Remembering Nora Ephron

We look back at our own conversations with the cultural icon, who died today at 71

Published June 26, 2012 11:30PM (EDT)

Nora Ephron      (Reuters/Lucas Jackson)
Nora Ephron (Reuters/Lucas Jackson)

We once wrote of Nora Ephron that "her cultural influence is so elemental ... she’s like hydrogen." We've written about -- and chatted with -- her and her work so frequently that when news broke Tuesday evening of her death, it came as a swift, sad shock.

So we immediately returned to -- and urge you to, as well -- Rebecca Traister's fine and defining profile of Ephron in 2006:

For 40 years, Nora Ephron has been a wicked social critic and storyteller, spotting and eviscerating trends, spinning somber tales into comic gold, and revivifying a moribund cinematic genre — the romantic comedy — for a country still trying to recover from the sexual revolution. She began her writing career in the ’60s as a reporter for the New York Post and covered the media, fashion and women’s issues for Esquire and New York magazines in the ’70s. In 1983 she wrote the novel “Heartburn” and then adapted it for film; soon she was penning Oscar-nominated scripts for “Silkwood” and “When Harry Met Sally,” and by the time the ’90s rolled in, she had largely abandoned journalism for Hollywood, directing and producing movies like “Sleepless in Seattle,” “You’ve Got Mail” and “Bewitched.” It was in this last stage of her career that Ephron became most famous; these starry, heavily soundtracked films are also what got her labeled schmaltzy.

Yet while she has surely trafficked in some synthetic twinkle, Ephron is no sap. In fact, in much of her work, she is a lot like her beloved Manhattan: protean, resilient, sharp, eager to crack a grim smile in bad times, susceptible to big-strings romanticism, but often willing to resist — yes, resist — sentimentality in the face of change.

Give the whole piece a read. And while you're at it, here's Kerry Lauerman's interview with Ephron from 2010, when she published "I Remember Nothing," a book about the challenges of aging and facing death. We asked her about several essays she'd written over two books about a close friend's death:

When you’re 30, you accumulate friends and you shed friends and you get closer at certain moments to some than others. And you have a huge bench of friends. And then that’s just not true.

[Salon] So the reason you’ve written about your friend’s death …

It’s just that she was my very best friend. And that’s that. There’s never going to be another one. The person you can really talk to about anything. The person who knows your kids, whom your kids love, think of as family, all the things that happen over the years and that’s gone. It’s an amazing loss and almost everybody my age has that, that hole, where there used to be somebody.

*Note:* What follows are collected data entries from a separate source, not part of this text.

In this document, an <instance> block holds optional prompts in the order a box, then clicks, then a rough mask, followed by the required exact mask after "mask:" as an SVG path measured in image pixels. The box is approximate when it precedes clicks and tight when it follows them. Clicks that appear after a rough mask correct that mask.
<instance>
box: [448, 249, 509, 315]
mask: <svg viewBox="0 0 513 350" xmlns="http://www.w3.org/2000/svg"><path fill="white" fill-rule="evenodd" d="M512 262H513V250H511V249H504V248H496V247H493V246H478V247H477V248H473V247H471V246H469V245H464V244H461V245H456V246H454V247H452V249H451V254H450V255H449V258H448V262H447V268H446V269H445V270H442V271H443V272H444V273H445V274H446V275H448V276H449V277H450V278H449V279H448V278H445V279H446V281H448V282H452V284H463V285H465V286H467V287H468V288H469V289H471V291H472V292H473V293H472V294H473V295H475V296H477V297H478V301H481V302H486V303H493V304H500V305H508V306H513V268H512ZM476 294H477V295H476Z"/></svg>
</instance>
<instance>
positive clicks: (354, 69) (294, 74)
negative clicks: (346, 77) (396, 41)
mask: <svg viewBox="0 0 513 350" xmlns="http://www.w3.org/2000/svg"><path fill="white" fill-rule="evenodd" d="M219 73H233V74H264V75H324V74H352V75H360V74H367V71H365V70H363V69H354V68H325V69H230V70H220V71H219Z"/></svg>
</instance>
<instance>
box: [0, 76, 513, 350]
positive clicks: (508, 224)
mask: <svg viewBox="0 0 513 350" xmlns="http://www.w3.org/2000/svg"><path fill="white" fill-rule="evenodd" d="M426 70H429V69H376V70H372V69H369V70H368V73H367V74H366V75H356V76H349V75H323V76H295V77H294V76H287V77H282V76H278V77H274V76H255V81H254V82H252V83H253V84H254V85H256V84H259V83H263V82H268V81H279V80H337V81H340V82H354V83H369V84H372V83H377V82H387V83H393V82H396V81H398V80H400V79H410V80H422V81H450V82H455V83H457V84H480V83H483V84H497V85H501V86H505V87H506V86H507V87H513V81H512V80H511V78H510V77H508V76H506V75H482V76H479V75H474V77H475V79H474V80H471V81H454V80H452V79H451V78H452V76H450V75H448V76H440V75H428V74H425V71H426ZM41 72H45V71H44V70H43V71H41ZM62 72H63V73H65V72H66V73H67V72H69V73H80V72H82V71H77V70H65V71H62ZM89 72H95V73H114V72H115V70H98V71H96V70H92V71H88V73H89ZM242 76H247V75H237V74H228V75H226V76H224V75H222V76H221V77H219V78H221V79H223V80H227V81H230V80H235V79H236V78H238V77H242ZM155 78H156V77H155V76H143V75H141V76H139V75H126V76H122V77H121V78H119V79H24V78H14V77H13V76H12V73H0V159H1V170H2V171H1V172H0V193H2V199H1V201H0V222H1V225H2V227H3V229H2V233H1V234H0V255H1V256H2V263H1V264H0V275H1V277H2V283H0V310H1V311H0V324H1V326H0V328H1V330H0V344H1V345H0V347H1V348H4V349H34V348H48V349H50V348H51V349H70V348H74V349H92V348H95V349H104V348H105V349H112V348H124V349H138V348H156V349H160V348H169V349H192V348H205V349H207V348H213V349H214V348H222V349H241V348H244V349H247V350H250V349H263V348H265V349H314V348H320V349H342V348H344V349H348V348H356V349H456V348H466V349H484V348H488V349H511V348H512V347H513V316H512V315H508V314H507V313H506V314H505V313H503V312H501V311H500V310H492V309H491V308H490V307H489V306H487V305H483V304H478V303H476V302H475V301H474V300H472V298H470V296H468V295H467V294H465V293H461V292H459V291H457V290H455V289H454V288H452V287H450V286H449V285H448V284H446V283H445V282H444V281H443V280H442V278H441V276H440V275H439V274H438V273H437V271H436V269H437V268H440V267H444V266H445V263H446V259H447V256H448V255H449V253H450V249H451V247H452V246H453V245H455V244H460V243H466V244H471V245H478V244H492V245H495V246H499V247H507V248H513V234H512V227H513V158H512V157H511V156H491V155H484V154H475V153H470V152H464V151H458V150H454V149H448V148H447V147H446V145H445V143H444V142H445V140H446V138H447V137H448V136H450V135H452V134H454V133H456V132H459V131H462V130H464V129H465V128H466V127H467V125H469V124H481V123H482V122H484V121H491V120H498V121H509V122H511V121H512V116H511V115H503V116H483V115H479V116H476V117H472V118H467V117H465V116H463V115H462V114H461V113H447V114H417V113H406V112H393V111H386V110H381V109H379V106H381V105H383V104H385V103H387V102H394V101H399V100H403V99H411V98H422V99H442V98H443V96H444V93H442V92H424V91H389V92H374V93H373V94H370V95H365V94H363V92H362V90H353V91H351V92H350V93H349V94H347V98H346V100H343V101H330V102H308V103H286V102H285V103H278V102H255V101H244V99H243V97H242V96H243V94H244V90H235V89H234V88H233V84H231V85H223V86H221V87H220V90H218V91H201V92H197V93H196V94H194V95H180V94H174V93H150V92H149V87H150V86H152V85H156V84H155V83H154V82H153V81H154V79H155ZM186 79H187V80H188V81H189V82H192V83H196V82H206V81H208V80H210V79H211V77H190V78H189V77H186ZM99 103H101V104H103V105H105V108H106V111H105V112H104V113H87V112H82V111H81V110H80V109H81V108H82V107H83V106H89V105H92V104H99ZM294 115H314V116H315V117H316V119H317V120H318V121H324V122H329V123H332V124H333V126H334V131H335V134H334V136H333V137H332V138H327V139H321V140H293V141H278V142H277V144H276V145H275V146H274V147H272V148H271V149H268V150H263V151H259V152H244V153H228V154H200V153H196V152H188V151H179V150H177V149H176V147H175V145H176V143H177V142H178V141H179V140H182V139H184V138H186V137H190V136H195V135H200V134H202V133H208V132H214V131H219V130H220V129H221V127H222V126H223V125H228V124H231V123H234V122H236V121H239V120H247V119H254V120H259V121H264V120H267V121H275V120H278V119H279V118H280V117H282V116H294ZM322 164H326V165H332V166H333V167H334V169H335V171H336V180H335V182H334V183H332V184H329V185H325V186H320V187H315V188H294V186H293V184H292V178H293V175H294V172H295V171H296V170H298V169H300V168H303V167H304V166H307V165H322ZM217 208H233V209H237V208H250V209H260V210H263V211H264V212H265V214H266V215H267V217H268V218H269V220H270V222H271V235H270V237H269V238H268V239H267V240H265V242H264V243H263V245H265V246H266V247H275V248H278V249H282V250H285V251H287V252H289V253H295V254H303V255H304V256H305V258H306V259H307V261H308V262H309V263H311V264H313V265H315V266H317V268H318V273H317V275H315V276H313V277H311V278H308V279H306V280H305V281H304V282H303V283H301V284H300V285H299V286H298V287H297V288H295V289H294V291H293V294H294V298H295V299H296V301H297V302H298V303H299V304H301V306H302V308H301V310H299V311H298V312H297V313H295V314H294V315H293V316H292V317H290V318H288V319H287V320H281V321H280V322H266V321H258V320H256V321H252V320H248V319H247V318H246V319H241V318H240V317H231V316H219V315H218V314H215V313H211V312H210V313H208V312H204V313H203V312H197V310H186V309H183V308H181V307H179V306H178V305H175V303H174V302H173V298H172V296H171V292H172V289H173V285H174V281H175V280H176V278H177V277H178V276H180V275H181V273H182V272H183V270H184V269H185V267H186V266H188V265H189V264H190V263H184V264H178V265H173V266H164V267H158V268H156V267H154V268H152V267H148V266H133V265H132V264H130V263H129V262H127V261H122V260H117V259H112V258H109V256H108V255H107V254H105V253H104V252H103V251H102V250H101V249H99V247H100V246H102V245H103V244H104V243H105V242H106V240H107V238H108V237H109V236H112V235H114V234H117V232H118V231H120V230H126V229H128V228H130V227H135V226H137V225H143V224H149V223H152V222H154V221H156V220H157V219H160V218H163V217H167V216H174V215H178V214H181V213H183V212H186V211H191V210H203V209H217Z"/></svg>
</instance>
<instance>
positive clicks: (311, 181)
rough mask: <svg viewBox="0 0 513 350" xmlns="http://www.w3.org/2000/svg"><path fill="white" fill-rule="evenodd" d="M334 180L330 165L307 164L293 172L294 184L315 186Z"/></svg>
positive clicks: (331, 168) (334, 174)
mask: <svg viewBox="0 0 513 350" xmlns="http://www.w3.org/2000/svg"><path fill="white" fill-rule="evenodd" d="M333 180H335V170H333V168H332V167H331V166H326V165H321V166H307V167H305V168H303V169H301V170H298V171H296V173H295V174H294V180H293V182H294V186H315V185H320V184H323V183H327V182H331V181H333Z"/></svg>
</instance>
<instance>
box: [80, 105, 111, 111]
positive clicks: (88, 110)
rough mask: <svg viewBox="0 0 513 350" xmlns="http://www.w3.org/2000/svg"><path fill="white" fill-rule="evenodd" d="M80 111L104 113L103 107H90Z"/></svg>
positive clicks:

Then in 2009, upon the release of "Julie & Julia," the film Ephron wrote and directed about Julia Child and Salon food blogger Julie Powell (who decided to cook her way through "Mastering the Art of French Cooking"), Traister and Ephron talked about the single life and the relationship between women and food.

Food has brought me joy in times when there wasn’t love or work or sex or money. It’s something that brings you pleasure even when you have little control over the lack of other pleasures. You can bring food into your home; when you’re a single girl who doesn’t have plans in the evening you can make yourself dinner for four.

And feel that you are not sad, because you’re not eating yogurt. And then if you’re having a good life, it adds something wonderful. I have friends who really do not understand why I would drive 40 miles for this cheese thing that we once drove 40 miles for in Italy, and I just feel terrible for them. What’s wrong with them? Uphill, also. On a winding road.

What was the cheese thing?

It was in this little town near Portovenere, this little hill town that has a festival. In the main square is a gigantic copper pan hanging on the side of some building and every year in July they have a fritto misto festival and they heat up the oil in this 16-feet-across pan and they fry fish in it. Meanwhile, in this tiny little bakery off the main street is this cheese and crust thing. It was one of those things where you say, “Oh, I’ve just eaten the greatest thing of my life, which happens to me about five times a year.” I know there are people who would drive that long to see a painting. I would never do that. Never. But I feel bad for the people who wouldn’t drive for the cheese thing.